(G. D. II. 10.)
La tournure moderne pour employer aussi, serait: aussi n’est-ce pas en gentilhomme, etc....
Mais le XVIIe siècle conservait aussi même après la négation exprimée, qui aujourd’hui commande non plus.
—«Ragotin fit entendre à la Rancune qu’une des comédiennes luy plaisoit infiniment. Et laquelle? dit la Rancune. Le petit homme estoit si troublé d’en avoir tant dit, qu’il respondit: Je ne sçay.—Ny moy aussy, dit la Rancune.»
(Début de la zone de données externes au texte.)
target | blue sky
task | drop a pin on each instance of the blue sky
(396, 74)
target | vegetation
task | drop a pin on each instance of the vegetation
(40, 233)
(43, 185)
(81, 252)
(Scarron. Rom. com. 1re p. ch. XI.)
«Ces paroles ne peuvent donc servir qu’à vous convaincre vous-même d’imposture, et elles ne servent pas aussi davantage pour justifier Vasquez.»
(Pascal. 12e provinc.)
L’étymologie d’aussi est etiam. On disait dans l’origine essi, d’où l’on fit aisément ossi, et l’on écrivit par corruption aussi. Sylvius, dans sa grammaire imprimée chez Robert Estienne, en 1531, dit: «Etiam, eci vel oci; corrupte aussi.» (P. 145.)
AUTANT; IL N’EN FAUT PLUS QU’AUTANT, pour dire il ne s’en faut guère:
On la croyoit morte, et ce n’étoit rien.